Since about 2003, lab computers where I work were network home based (before that, we used something called MacAdmin, which would sync people’s files on login and logout). Network Home Directories (NHDs from now on), are “okay”. They used to work quite well. Around Tiger (10.4) (Spotlight specifically), things started their slow progress downhill with NHDs.
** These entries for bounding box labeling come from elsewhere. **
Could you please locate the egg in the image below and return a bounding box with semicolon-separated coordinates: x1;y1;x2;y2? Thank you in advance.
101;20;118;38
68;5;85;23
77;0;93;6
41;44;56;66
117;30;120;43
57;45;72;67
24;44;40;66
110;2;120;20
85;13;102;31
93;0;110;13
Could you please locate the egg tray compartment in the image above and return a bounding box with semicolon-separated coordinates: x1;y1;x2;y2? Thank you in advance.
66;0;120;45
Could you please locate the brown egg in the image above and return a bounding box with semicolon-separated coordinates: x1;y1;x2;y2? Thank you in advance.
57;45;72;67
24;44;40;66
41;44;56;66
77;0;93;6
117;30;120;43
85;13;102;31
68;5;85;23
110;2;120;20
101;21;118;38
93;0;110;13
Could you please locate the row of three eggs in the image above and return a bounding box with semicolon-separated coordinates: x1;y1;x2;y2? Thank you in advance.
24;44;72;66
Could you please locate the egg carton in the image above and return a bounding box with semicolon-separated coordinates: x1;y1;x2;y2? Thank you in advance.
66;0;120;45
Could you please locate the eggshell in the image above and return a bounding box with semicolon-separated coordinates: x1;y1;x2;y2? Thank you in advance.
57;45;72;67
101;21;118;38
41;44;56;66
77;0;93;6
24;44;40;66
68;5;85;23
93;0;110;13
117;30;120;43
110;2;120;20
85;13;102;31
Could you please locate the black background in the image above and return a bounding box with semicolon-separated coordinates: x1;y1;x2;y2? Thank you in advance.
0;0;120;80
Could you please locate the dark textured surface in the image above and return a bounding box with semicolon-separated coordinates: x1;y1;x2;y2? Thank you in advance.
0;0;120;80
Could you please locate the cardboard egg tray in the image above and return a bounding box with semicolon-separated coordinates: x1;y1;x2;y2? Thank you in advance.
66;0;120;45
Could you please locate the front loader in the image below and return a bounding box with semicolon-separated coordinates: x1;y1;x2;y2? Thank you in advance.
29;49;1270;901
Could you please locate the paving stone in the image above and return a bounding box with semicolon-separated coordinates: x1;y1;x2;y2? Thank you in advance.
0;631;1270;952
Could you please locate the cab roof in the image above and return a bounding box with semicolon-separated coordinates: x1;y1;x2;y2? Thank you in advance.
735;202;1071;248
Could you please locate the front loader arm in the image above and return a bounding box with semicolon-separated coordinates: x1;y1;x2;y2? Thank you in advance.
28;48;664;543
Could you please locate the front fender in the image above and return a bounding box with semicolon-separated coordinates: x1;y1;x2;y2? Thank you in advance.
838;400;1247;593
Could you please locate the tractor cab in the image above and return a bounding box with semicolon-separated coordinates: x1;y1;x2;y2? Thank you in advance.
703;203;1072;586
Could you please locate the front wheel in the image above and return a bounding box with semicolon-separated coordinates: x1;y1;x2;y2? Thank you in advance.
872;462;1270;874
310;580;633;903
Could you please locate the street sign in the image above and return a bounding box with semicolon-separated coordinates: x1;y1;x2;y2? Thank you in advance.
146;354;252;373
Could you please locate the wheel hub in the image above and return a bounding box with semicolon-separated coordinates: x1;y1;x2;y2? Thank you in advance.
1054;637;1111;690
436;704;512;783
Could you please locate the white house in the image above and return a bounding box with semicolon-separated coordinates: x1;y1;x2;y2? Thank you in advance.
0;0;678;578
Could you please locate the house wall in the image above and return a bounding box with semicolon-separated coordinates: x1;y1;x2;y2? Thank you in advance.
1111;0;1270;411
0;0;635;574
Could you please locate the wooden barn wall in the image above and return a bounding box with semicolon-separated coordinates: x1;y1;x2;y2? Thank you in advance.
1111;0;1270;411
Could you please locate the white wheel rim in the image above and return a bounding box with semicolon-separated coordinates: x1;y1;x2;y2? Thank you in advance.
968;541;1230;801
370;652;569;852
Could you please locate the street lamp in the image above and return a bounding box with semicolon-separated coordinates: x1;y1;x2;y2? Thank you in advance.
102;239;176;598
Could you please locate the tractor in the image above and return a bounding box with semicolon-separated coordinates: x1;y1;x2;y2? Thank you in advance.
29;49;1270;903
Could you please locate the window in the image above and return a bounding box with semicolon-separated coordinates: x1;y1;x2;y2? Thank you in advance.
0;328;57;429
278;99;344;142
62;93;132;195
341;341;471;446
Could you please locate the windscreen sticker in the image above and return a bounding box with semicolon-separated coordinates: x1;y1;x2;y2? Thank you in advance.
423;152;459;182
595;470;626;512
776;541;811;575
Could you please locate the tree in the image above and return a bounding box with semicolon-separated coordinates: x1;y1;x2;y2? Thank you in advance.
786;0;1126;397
First, disabling Spotlight completely to keep it from indexing stuff over the network. Then redirecting ~/Library/Caches, and then more and more redirects since Microsoft and Adobe play the easy “card” of “We don’t support working over the network”. While most things would work, they wouldn’t work perfectly. As Leopard (10.4) aged, things got sketchier as I found a really annoying bug in AFP that we hit, but didn’t get addressed until Snow Leopard (10.6). Which, we addressed by upgrading the servers to 10.6, but the clients stayed on 10.5, and continued to use NHDs. NHDs would have been completely useless if it hadn’t been for Network Home Redirector (NHR) from Jeff Ochsner. I contributed a bit, but mostly, used it fairly vanilla.
But, things just didn’t work well. Programs were slow, someone accidentally capturing in Final Cut Pro to their Documents folder would slow everyone to a crawl, and we had to enforce user quotas to keep usage in check. And user quotas would cause problems with student groups that needed to share larger files.
So, after 7 years of things “working”, we finally bit the bullet this last summer break, and moved everyone over to Portable Home Directories, with Preference syncing. Basically, users still get a consistent user experience, but their files don’t travel with them. We did this largely because: 1. Thumb drives are cheap. 2. Incoming students are required to purchase external HDs. and 3. Dropbox, gmail, etc are all good ways to move files around.